Vignette, le proteste decise in un summit arabo

Al vertice di dicembre parteciparono Iran, Arabia, Siria ed Egitto

Fausto Biloslavo

Paesi come l’Iran, l’Arabia Saudita, la Siria e l’Egitto discussero delle caricature di Maometto a una riunione alla Mecca in dicembre. In pratica si trattò del beneplacito governativo alle proteste seguite poche settimane dopo, secondo un piano inteso a mandare un forte avvertimento all’Occidente. Lo ha rivelato nell’edizione di ieri il New York Times in una dettagliata ricostruzione della vicenda, mentre le manifestazioni contro le vignette incriminate continuano, anche se la protesta tende a scemare e non si registrano violenze.
Lo scorso dicembre i rappresentanti di 57 Paesi musulmani si sono riuniti alla Mecca, città santa dell’Islam, vietata ai non musulmani, per un incontro dell’Organizzazione della Conferenza islamica. All’ordine del giorno c’era anche la discussione sulle vignette che ridicolizzavano Maometto. All’incontro erano presenti, oltre ai massimi dignitari sauditi, anche il presidente iraniano Mahmoud Ahmadinejad. Il comunicato finale del summit della Mecca esprimeva «preoccupazione per l’aumento dell’odio nei confronti dell’Islam e condanna per la recente dissacrazione del Santo Profeta Maometto sui media di alcuni Paesi (...) che usano la libertà d’espressione come pretesto per diffamare la religione».
All’inizio delle proteste il Giornale ha rivelato che alcuni imam danesi avevano organizzato un tour propagandistico in Medio Oriente, mostrando le vignette e caldeggiando una reazione delle masse islamiche. Ora si scopre che la questione era stata trattata a livello di governi, come dimostra il fatto che a metà dicembre il ministro degli Esteri libanese, Fawzi Salloukh, incontrò l’ambasciatore egiziano a Beirut. Questi doveva consegnare una lettera del ministro degli Esteri egiziano, Aboul Gheit, che sollecitava il collega libanese a darsi da fare per la vicenda delle caricature. Allegata alla lettera c’erano anche alcune vignette «incriminate». La riunione della Mecca ha poi sancito l’appoggio politico alle future proteste.
La faccenda diventa ancora più sospetta tenendo conto della rivelazione fatta ieri dall’ambasciatore danese al Cairo, Bjarne Soerensen. Secondo il diplomatico, alcune caricature erano state pubblicate già il 17 ottobre, proprio sul giornale egiziano Al Fagr, accanto a un articolo di condanna della satira su Maometto. La pubblicazione, addirittura sul territorio musulmano, non aveva però scatenato alcuna manifestazione di piazza. Ieri i musulmani sono scesi in piazza in Sud Africa, Indonesia, Bangladesh, Kashmir indiano e Azerbaijan. La manifestazione più imponente si è tenuta in Libano, con almeno mezzo milione di sciiti che a Beirut onoravano la ricorrenza dell’Ashura, la morte in battaglia dell’Imam Hussein, nipote di Maometto. «Oggi difendiamo la dignità del nostro Profeta a parole, ma lasciateci dire a George Bush e al mondo arrogante che siamo pronti a difenderlo con il sangue», ha dichiarato davanti alla folla osannate lo sceicco Sayyed Hassan Nasrallah, leader degli Hezbollah, il Partito di Dio filo-iraniano. La folla, oltre a scandire slogan contro Stati Uniti e Israele, gridava: «Nessuna dignità a nazioni che insultano il Profeta».
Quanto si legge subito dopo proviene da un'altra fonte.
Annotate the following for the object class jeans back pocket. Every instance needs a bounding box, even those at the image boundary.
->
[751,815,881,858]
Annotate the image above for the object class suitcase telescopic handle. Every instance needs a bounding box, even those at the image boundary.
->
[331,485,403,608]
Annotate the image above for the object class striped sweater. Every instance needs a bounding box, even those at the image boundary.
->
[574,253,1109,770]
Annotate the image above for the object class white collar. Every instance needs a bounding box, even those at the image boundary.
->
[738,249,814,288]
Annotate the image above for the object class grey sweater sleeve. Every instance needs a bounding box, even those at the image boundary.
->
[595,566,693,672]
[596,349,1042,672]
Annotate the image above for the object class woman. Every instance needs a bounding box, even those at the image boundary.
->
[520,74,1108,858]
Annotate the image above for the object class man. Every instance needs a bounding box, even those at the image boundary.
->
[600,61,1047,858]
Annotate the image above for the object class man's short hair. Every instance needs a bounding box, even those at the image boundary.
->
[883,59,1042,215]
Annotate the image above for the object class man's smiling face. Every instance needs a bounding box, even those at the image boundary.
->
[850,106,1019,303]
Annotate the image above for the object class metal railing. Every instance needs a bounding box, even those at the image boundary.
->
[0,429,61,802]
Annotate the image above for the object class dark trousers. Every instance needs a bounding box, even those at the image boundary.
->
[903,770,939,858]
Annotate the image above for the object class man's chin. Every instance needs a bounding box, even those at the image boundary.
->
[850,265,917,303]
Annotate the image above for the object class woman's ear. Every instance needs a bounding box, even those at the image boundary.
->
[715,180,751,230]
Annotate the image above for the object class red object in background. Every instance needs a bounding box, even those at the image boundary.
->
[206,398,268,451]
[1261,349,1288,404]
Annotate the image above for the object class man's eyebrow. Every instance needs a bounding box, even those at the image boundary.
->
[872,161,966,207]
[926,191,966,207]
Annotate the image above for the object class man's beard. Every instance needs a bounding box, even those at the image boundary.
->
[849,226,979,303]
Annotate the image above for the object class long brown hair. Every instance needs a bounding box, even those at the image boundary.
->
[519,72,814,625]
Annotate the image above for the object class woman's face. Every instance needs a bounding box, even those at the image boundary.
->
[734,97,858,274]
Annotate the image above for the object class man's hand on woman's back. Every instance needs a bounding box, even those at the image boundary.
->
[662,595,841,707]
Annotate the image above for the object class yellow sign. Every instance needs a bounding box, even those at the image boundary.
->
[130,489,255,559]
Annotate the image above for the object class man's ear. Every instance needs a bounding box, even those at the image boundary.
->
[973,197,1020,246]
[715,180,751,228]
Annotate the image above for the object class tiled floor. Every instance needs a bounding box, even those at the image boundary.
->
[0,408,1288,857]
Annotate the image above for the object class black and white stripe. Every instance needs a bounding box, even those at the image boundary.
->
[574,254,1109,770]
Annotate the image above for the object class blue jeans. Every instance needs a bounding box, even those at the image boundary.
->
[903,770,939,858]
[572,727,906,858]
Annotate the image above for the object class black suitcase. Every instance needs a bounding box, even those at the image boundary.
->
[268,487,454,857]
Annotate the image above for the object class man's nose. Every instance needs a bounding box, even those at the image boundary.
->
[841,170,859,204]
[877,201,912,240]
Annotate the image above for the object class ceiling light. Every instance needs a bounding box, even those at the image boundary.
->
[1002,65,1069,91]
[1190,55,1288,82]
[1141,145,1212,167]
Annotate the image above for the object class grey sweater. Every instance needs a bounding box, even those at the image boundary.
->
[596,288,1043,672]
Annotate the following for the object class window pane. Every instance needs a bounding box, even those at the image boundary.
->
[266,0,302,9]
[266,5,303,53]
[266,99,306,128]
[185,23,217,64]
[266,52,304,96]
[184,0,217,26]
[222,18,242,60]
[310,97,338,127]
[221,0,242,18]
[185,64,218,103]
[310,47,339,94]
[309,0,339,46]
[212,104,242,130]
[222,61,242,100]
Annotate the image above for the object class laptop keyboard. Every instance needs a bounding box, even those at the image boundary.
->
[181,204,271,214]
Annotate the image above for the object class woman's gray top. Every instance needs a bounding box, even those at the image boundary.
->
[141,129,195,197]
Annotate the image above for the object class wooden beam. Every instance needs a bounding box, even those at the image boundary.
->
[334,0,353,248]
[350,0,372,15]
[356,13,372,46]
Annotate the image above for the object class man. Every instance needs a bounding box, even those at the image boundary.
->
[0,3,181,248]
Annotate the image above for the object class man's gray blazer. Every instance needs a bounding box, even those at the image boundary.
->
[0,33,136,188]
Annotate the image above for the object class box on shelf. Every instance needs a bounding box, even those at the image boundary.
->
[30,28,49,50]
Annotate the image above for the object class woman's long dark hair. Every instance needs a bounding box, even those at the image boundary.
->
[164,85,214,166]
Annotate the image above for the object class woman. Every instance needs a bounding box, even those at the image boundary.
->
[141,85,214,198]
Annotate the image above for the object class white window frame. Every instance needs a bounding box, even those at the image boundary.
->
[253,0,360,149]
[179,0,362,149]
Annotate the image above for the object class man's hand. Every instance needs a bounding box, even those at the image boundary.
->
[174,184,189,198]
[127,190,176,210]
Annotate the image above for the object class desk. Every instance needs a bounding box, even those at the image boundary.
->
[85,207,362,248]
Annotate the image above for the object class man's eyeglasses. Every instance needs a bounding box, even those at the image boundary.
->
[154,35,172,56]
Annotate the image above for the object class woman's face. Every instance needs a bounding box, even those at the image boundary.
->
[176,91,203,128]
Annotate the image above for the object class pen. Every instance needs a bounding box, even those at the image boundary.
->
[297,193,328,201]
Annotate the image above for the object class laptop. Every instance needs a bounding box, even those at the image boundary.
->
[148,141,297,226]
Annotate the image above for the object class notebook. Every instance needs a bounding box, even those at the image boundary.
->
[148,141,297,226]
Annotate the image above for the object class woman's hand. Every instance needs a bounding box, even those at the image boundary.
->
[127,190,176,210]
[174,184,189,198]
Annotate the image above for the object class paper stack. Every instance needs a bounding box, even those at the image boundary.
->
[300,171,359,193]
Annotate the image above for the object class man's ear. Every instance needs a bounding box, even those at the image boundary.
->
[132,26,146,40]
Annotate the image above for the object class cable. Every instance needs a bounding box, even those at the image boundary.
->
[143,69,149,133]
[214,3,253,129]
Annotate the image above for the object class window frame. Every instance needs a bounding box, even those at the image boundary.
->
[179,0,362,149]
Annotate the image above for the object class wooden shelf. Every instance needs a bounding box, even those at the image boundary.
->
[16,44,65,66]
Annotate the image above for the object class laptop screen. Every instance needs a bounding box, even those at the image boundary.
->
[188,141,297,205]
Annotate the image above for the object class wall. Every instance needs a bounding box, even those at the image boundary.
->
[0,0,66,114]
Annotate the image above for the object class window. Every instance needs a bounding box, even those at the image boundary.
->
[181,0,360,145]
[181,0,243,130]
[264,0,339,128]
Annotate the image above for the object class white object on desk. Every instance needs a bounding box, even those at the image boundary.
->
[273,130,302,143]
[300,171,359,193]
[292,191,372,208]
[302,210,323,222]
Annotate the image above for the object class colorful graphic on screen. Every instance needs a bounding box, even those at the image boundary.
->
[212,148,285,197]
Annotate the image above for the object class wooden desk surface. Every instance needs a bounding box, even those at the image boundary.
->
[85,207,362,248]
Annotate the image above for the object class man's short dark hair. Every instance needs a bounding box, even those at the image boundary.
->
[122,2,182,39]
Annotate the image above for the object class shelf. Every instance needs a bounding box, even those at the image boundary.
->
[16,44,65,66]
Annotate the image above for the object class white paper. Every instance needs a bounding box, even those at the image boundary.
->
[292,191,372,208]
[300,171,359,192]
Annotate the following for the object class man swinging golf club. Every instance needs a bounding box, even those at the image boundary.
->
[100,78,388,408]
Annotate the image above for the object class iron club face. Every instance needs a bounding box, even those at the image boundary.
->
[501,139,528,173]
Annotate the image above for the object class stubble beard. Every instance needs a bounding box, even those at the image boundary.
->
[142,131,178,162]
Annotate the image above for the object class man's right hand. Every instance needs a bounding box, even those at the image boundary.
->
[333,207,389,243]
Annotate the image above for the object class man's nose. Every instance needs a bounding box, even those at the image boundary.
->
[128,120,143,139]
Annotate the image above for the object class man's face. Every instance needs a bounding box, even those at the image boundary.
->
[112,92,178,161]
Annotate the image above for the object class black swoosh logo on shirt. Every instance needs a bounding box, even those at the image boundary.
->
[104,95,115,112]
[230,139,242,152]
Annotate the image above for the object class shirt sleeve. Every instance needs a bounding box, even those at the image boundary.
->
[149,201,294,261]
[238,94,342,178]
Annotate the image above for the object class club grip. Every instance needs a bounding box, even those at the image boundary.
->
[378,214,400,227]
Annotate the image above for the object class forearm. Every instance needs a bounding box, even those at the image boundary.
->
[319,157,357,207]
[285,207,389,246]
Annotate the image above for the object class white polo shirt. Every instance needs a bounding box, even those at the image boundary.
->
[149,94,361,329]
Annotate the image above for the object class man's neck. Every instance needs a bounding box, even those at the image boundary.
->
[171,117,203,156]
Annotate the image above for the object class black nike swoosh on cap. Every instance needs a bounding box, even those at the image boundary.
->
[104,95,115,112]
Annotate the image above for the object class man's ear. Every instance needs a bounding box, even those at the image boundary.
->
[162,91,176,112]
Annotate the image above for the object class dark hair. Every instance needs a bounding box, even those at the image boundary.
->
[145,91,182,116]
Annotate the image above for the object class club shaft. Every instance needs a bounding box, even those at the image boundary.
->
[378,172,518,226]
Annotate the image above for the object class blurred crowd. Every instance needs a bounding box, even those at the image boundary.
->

In Afghanistan, il mullah Dadullah, capo militare dei resti dei talebani, ha dichiarato che le caricature di Maometto sarebbero servite a reclutare oltre 100 nuovi kamikaze, che verranno impiegati contro «obiettivi infedeli».
Tre capi redattori del New York Press si sono dimessi per protesta perché la testata non ha voluto pubblicare le caricature di Maometto.